Setting delays works similarly:

>>> prj1_1.setDelays(0.6)

>>> delay_list = 0.3*numpy.ones(len(prj2_1))
>>> delay_list[0:5] = 0.4
>>> prj2_1.setDelays(delay_list)
>>> delay_distr = RandomDistribution(distribution='gamma',parameters=[2,0.2])
>>> prj1_1.randomizeDelays(delay_distr)

Accessing weights and delays

To get the weights of all connections in the Projection, use the getWeights() method. Two formats are available. 'list' returns a list of length equal to the number of connections in the projection, 'array' returns a 2D weight array (with zero or None for non-existent connections):

>>> prj2_1.getWeights(format='list')[3:7]
[0.20000000000000001, 0.20000000000000001, 0.10000000000000001, 0.10000000000000001]
>>> prj2_1.getWeights(format='array')[:3,:3]
array([[ 0.2,  0.2,  0.2],
       [ 0.1,  0.1,  0.1],
       [ 0.1,  0.1,  0.1]])

getDelays() is analogous. printWeights() writes the weights to a file.

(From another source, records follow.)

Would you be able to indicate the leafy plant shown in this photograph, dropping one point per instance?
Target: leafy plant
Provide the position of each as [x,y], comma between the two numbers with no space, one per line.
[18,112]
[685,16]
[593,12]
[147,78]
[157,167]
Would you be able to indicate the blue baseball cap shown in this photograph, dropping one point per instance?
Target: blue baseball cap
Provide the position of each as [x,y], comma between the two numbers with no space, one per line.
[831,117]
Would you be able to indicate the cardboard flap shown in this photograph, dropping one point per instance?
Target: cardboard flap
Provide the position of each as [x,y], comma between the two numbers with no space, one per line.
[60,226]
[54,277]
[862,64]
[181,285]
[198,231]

The weightHistogram() method returns a histogram of the synaptic weights, with bins determined by the min, max and nbins arguments passed to the method.

Synaptic plasticity

So far we have discussed only the case whether the synaptic weight is fixed. Dynamic synapses (short-term and long-term plasticity) are discussed in the section on synaptic plasticity.

Examples

There are several examples of networks built with the high-level API in the test directory of the source distribution.